University of Pennsylvania Perelman School of Medicine, Division of Pulmonary, Allergy and Critical Care Medicine, Philadelphia, PA, United States.
Johns Hopkins School of Medicine, Department of Pediatrics, Division of General Pediatrics and Adolescent Medicine, Baltimore, MD, United States.
J Cyst Fibros. 2018 Sep;17(5):624-630. doi: 10.1016/j.jcf.2018.01.008. Epub 2018 Feb 12.
Aspergillus species are increasingly detected in the respiratory tracts of individuals with cystic fibrosis (CF), and chronic Aspergillus fumigatus is associated with more frequent hospitalizations for pulmonary exacerbations. However, patient and clinical factors that may contribute to the acquisition of persistent Aspergillus infection have yet to be identified. The objective of this study was to identify risk factors for development of Aspergillus respiratory isolation in CF.
A retrospective cohort study of participants in the CF Foundation Patient Registry between 2006 and 2012 was conducted. Generalized estimating equation models were used to evaluate the association between the development of persistent Aspergillus respiratory isolation and individual level demographic and clinical characteristics.
Among 16,095 individuals with CF followed from 2006 to 2012, 1541 (9.6%) subjects developed persistent Aspergillus isolation. White race (Odds Ratio [OR] 1.74, 95% confidence interval 1.23, 2.48, p<0.001) and pancreatic insufficiency (OR 1.50, 95% CI 1.09, 2.06, p<0.001) were found to be risk factors for persistent Aspergillus isolation. Chronic therapies, including inhaled antibiotics (OR 1.33; 95% CI 1.21, 1.46), macrolides (OR 1.23, 95% CI 1.14, 1.32, p<0.001), and inhaled corticosteroids (OR 1.13, 95% CI 1.04, 1.20, p<0.001) were also independently associated with an increased risk for persistent Aspergillus isolation.
We identified macrolides and inhaled antibiotics, which individually have been shown to improve CF outcomes, and inhaled corticosteroids as risk factors for developing persistent Aspergillus isolation. Further work is needed to determine whether these associations are causal or due to confounding by other factors.
曲霉菌属在囊性纤维化(CF)患者的呼吸道中越来越常见,慢性烟曲霉与更频繁的肺部恶化住院有关。然而,导致持续性曲霉菌感染的患者和临床因素尚未确定。本研究的目的是确定 CF 患者获得持续性曲霉菌感染的危险因素。

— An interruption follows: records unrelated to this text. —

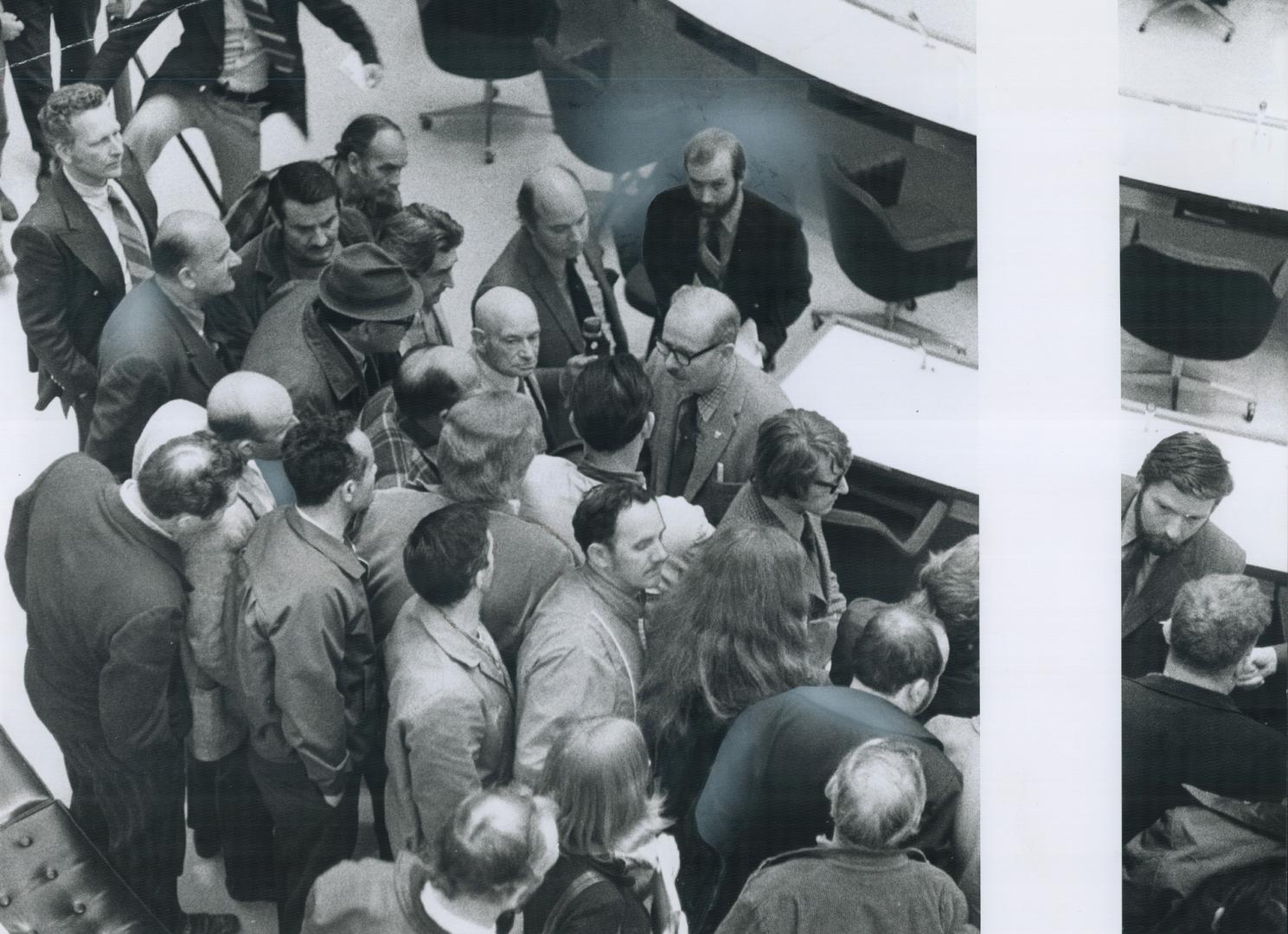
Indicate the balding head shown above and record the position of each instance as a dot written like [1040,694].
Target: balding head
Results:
[189,482]
[900,655]
[553,207]
[250,411]
[433,379]
[194,254]
[701,326]
[506,331]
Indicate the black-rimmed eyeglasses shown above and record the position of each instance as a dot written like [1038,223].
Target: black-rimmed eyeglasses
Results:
[684,357]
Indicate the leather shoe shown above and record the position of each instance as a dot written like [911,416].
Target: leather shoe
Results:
[210,924]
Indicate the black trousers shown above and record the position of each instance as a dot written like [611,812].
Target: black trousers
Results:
[32,80]
[310,836]
[134,815]
[245,830]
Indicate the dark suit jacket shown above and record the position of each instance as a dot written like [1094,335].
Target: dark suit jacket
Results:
[1208,552]
[768,273]
[1177,733]
[728,438]
[521,267]
[106,598]
[70,281]
[199,57]
[148,355]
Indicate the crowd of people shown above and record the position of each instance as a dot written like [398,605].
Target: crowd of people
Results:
[1203,775]
[564,612]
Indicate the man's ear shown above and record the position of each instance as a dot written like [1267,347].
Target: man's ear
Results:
[599,557]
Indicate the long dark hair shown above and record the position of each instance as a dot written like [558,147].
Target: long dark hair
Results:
[731,633]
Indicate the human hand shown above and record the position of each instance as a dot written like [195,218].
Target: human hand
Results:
[10,28]
[1259,663]
[572,370]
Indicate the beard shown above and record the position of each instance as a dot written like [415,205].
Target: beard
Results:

对 2006 年至 2012 年期间参加 CF 基金会患者登记处的参与者进行了回顾性队列研究。使用广义估计方程模型评估了发展为持续性曲霉菌呼吸道分离与个体水平的人口统计学和临床特征之间的关联。
在 2006 年至 2012 年期间随访的 16095 名 CF 患者中,有 1541 名(9.6%)患者发展为持续性曲霉属分离。白种人(比值比 [OR] 1.74,95%置信区间 1.23,2.48,p<0.001)和胰腺功能不全(OR 1.50,95%置信区间 1.09,2.06,p<0.001)被发现是持续性曲霉属分离的危险因素。慢性治疗,包括吸入抗生素(OR 1.33;95%置信区间 1.21,1.46)、大环内酯类药物(OR 1.23,95%置信区间 1.14,1.32,p<0.001)和吸入皮质类固醇(OR 1.13,95%置信区间 1.04,1.20,p<0.001)也与持续性曲霉属分离的风险增加独立相关。
我们发现了大环内酯类药物和吸入抗生素,它们单独使用已被证明能改善 CF 的结果,以及吸入皮质类固醇作为发展持续性曲霉属分离的危险因素。需要进一步的工作来确定这些关联是因果关系还是由于其他因素的混杂。